1 Diceva loro una parabola sulla necessità di pregare sempre, senza stancarsi mai: 2«In una città viveva un giudice, che non temeva Dio né aveva riguardo per alcuno. 3In quella città c’era anche una vedova, che andava da lui e gli diceva: «Fammi giustizia contro il mio avversario».
4Per un po’ di tempo egli non volle; ma poi disse tra sé: «Anche se non temo Dio e non ho riguardo per alcuno, 5dato che questa vedova mi dà tanto fastidio, le farò giustizia perché non venga continuamente a importunarmi»».
6E il Signore soggiunse: «Ascoltate ciò che dice il giudice disonesto. 7E Dio non farà forse giustizia ai suoi eletti, che gridano giorno e notte verso di lui? Li farà forse aspettare a lungo? 8Io vi dico che farà loro giustizia prontamente. Ma il Figlio dell’uomo, quando verrà, troverà la fede sulla terra?».

“Pregare sempre, senza stancarsi mai” (Lc 18, 1)

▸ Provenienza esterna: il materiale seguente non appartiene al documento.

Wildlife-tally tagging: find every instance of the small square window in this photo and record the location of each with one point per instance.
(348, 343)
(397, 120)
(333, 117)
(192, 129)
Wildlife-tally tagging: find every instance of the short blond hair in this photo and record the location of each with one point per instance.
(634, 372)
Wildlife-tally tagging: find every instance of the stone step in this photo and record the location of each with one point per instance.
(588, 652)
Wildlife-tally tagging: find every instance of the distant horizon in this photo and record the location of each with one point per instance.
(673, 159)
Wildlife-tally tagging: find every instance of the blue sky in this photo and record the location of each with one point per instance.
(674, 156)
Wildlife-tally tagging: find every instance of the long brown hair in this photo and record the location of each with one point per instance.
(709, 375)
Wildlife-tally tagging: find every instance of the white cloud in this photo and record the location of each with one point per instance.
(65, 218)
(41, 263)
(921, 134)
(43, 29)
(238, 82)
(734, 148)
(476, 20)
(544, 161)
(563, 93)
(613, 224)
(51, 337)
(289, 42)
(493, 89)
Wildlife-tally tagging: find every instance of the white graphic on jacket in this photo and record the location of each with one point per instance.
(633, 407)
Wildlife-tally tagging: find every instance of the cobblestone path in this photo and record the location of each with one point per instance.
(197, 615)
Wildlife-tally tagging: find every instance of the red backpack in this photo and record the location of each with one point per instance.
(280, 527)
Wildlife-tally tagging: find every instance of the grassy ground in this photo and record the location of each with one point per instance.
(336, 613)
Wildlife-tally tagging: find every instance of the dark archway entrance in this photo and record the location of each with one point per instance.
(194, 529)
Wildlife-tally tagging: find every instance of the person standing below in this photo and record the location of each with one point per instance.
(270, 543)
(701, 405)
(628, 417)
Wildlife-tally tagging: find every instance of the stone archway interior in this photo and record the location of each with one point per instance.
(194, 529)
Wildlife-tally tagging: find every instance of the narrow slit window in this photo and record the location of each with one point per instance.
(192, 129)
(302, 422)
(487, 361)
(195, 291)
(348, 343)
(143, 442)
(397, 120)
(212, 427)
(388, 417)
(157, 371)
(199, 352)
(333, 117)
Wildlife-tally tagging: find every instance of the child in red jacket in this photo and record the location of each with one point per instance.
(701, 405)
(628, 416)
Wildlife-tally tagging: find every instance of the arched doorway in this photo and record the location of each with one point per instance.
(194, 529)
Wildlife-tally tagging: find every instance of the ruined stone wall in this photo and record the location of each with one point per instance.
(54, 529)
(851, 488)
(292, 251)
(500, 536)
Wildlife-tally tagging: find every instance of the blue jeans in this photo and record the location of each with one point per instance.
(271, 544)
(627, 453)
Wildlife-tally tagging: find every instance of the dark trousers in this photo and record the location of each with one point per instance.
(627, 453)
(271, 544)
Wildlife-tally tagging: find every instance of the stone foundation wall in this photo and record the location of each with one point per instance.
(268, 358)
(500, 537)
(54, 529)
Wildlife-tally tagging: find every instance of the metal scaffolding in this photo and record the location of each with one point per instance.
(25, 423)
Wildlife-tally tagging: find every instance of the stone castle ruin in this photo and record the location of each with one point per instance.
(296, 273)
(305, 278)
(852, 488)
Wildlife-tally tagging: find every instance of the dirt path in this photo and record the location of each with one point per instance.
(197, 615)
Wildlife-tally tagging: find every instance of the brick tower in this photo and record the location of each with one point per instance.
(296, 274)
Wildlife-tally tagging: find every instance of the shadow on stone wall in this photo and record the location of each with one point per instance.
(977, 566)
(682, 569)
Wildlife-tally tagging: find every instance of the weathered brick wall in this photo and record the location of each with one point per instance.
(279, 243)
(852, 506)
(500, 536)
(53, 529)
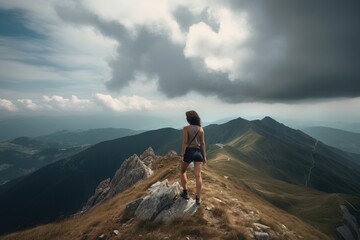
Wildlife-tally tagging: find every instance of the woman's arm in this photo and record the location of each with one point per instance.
(203, 145)
(185, 141)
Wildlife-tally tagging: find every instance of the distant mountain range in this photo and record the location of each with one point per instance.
(15, 127)
(344, 140)
(284, 166)
(23, 155)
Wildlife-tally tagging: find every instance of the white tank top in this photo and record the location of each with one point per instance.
(192, 129)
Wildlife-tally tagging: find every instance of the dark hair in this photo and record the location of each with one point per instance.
(193, 118)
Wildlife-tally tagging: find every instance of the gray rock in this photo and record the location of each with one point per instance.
(261, 236)
(100, 193)
(159, 199)
(148, 153)
(171, 153)
(260, 226)
(179, 208)
(132, 206)
(131, 171)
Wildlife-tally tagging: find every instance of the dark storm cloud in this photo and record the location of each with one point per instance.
(319, 57)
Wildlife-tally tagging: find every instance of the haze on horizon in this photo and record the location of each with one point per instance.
(289, 60)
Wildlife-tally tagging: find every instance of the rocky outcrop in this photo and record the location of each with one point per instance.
(100, 194)
(132, 170)
(162, 204)
(350, 228)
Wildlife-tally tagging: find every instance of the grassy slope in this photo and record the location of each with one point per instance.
(228, 212)
(321, 210)
(262, 149)
(344, 140)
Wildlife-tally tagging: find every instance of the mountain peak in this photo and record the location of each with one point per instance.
(269, 120)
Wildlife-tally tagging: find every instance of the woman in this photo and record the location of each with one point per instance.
(193, 150)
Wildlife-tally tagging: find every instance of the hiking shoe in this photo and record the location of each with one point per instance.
(197, 200)
(185, 195)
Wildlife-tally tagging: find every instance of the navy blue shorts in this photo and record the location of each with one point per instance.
(193, 154)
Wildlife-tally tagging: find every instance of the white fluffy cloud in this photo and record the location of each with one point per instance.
(73, 103)
(124, 103)
(155, 15)
(29, 104)
(221, 50)
(7, 105)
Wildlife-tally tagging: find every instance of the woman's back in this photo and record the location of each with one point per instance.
(192, 131)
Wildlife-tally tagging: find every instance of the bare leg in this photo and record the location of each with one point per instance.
(183, 176)
(198, 178)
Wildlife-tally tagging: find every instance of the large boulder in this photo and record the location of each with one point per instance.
(131, 171)
(99, 195)
(164, 203)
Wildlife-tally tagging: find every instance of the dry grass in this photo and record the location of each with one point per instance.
(228, 211)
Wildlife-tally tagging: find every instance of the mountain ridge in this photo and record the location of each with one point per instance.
(270, 148)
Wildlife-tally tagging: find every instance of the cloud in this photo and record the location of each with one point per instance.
(7, 105)
(29, 104)
(73, 103)
(238, 51)
(124, 103)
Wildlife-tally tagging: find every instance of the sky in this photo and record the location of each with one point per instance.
(285, 59)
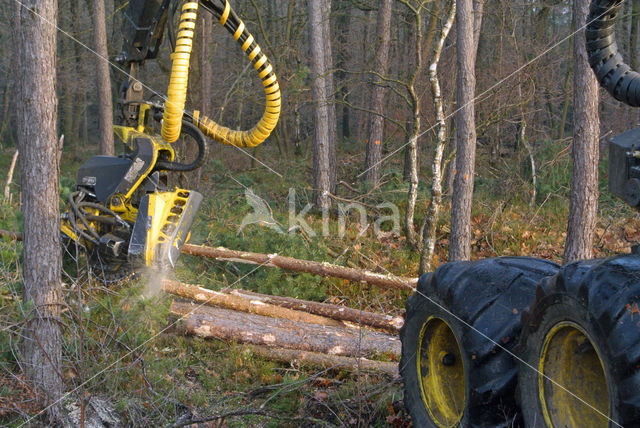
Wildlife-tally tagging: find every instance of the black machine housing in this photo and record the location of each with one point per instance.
(624, 166)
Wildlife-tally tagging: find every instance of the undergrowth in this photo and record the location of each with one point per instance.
(122, 345)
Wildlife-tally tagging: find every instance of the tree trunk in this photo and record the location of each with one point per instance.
(376, 120)
(460, 240)
(322, 172)
(105, 107)
(209, 322)
(35, 41)
(411, 163)
(330, 92)
(583, 204)
(429, 233)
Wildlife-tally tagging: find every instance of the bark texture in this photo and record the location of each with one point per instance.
(103, 81)
(376, 119)
(371, 319)
(583, 204)
(35, 41)
(322, 150)
(316, 268)
(243, 304)
(317, 359)
(429, 233)
(460, 240)
(209, 322)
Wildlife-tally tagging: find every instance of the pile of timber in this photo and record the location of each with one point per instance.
(286, 329)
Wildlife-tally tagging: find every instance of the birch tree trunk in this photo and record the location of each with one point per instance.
(322, 174)
(35, 41)
(376, 120)
(105, 106)
(411, 157)
(583, 204)
(435, 205)
(460, 240)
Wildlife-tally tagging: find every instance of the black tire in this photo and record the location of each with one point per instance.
(472, 381)
(584, 333)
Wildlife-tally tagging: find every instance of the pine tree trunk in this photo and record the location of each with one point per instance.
(376, 120)
(330, 84)
(321, 139)
(35, 41)
(460, 240)
(583, 204)
(105, 106)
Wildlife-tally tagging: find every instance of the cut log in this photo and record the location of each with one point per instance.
(316, 268)
(243, 304)
(323, 360)
(289, 263)
(225, 324)
(371, 319)
(12, 235)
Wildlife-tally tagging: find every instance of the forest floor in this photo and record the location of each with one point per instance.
(119, 347)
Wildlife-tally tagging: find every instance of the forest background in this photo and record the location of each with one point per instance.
(523, 111)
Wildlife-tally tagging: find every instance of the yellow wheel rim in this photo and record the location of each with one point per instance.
(570, 358)
(441, 373)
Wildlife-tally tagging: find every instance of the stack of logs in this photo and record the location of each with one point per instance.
(287, 329)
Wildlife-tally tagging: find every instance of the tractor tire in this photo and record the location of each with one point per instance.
(453, 374)
(580, 347)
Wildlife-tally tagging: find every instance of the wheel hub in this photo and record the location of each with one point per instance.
(441, 373)
(572, 380)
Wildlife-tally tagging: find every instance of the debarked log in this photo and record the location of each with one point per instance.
(225, 324)
(323, 360)
(238, 303)
(371, 319)
(316, 268)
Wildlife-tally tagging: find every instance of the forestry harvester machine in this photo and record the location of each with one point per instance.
(518, 341)
(123, 212)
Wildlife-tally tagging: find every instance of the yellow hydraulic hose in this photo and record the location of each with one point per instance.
(177, 91)
(269, 120)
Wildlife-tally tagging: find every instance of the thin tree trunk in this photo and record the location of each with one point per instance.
(376, 120)
(583, 204)
(35, 41)
(322, 172)
(429, 233)
(316, 268)
(329, 81)
(411, 154)
(105, 107)
(7, 187)
(460, 240)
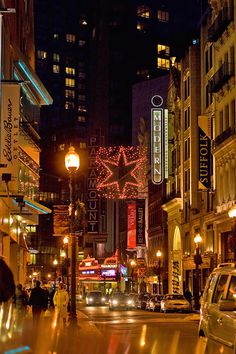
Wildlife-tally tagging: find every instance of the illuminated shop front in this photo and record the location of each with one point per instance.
(94, 276)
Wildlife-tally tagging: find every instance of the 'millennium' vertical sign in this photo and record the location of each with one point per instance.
(159, 134)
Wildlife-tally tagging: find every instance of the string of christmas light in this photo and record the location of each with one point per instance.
(121, 171)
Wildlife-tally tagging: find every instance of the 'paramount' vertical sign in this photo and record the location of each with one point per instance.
(9, 128)
(93, 200)
(159, 141)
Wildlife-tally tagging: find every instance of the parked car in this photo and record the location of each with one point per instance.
(217, 324)
(175, 302)
(120, 301)
(95, 298)
(154, 303)
(141, 301)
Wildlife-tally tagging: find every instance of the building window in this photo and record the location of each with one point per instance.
(163, 49)
(61, 147)
(186, 149)
(81, 119)
(81, 98)
(83, 21)
(82, 108)
(186, 87)
(81, 86)
(232, 114)
(163, 16)
(70, 71)
(70, 38)
(187, 118)
(56, 57)
(41, 54)
(69, 105)
(70, 82)
(82, 75)
(69, 94)
(81, 42)
(56, 69)
(186, 180)
(143, 11)
(208, 59)
(163, 63)
(82, 145)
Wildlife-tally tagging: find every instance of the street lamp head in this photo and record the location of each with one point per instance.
(65, 240)
(158, 254)
(198, 238)
(72, 160)
(232, 212)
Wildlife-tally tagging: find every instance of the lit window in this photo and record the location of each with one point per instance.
(56, 69)
(81, 119)
(82, 145)
(82, 108)
(70, 82)
(163, 63)
(163, 16)
(70, 38)
(163, 49)
(61, 147)
(56, 57)
(81, 86)
(70, 71)
(69, 105)
(82, 75)
(81, 97)
(69, 94)
(81, 42)
(143, 11)
(83, 21)
(41, 54)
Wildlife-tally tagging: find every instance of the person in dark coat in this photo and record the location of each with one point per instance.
(38, 301)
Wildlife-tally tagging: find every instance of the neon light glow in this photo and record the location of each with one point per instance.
(121, 171)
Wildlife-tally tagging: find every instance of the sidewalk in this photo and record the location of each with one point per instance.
(50, 337)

Stavo pregando, e sentendo la mia estrema miseria pregavo la mia Mamma celeste che mi desse il suo amore per supplire al mio misero amore; ma mentre ciò facevo, il mio dolce Gesù movendosi nel mio interno mi ha detto:
“Figlia mia, la mia Mamma, il primo amore ed il primo suo atto lo fece nel Voler Divino, e siccome fu fatto in esso tiene la continuità, come se in atto sta sempre amando ed operando. Il suo amore non finisce mai, le sue opere fanno le ripetitrici continuate, in modo che chi vuol prendere il suo amore lo trova sempre in atto, mentre è l’effetto del primo amore che ripete, ripete sempre.
Tale è chi opera nella mia Volontà; i suoi atti acquistano la continuità, vengono sempre ripetuti senza mai cessare, sono il vero sole, che dacché fu creato da Dio diede il suo primo atto di luce, ma tanto grande che riempì con un sol atto cielo e terra, e quest’atto lo ripete sempre senza mai cessare, in modo che tutti possono prendere il suo atto di luce, ma uno fu l’atto che si costituiva atto di luce perenne per tutti. E se il sole potesse ripetere il suo atto di luce, si vedrebbero tanti soli [per] quanti atti potesse ripetere; ma siccome uno fu l’atto di luce che feci, perciò un sol sole si vede e non più.
Ma ciò che non fece il sole lo fece la Sovrana Regina, e lo fa chi opera nella mia Volontà; quanti atti, tanti soli, e questi soli fusi insieme, ma distinti tra loro per bellezza, per luce, per gloria che danno al loro Creatore e per [il] bene universale che fanno scendere su tutte le creature.
Questi atti hanno una potenza divina, ed in virtù di questi atti, come giunse la Vergine Santissima, poté ottenere la venuta del Verbo sulla terra, ed in virtù di essi verrà il mio regno sulla terra. Un atto ripetuto incessantemente nel mio Fiat, tiene presso la nostra Divinità virtù conquistatrice, rapitrice ed incantatrice.
Quel ripetere sempre nel Voler Divino è la forza dell’anima, l’arma invincibile che debilita con arme d’amore il suo Creatore e lo vince, e si sente onorato di farsi vincere dalla creatura”. (dagli scritti della Serva di Dio Luisa Piccarreta – vol. 24; Giugno 25, 1928)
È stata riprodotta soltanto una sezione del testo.